Given the adverse outcomes associated with not having end-of-life discussions, there appears to be a need to increase the frequency of these conversations. By acknowledging that death is near, patients, caregivers, and physicians can focus on clarifying patients’ priorities and improving pain and symptom management.”
Hospice patients live longer
“This study provides important information to dispel the myth that hospice hastens death and suggests that hospice is related with the longer length of survival by days or months in certain terminally ill patients. This extra time might be particularly important to patients and their families, as it may allow some people to use the end of life as a time of resolution and closure.”
Inability to participate in treatment decisions can cause patients uncertainty and distress
“Complying (to the physician’s treatment recommendations) without participation was characterized by participants’ feelings of uncertainty and distress, and of being rushed into submitting to decisions without having time to reflect on the information provided or the opportunity to influence the treatment and care process. To participate (or choosing not to participate) builds on open and affirming dialogue, information and knowledge about the illness. Patient participation in treatment and care decision making is interpreted as a health promoting way of coping with illness.”
PATIENTS WANT INFORMATION
87% of patients say they “want as much information as possible”

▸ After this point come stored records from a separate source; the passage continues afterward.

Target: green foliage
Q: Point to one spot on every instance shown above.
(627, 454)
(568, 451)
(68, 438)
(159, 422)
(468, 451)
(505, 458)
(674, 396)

In a study of 2,331 patients with cancer, 87% report they want as much information as possible regarding their diagnosis and prognosis, even if it isn’t good. The study authors note that: “patients need to plan and make decisions about the place of their death, put their affairs in order, say good-byes or forgive old adversaries and be protected from embarking on futile therapies.”
Patients want doctors to communicate with them about their treatment options
“Participants stated that fear of pain and inadequate symptom management could be reduced through communication and clear decision making with physicians. Patients felt empowered by participating in treatment decisions.”
NEED FOR GREATER PHYSICIAN PARTICIPATION
End-of-life discussion only taking place about half the time
“Many patients diagnosed as having metastatic lung cancer had not discussed hospice with a provider within 4 to 7 months after diagnosis. Increased communication with physicians could address patients’ lack of awareness about hospice and misunderstandings about prognosis.”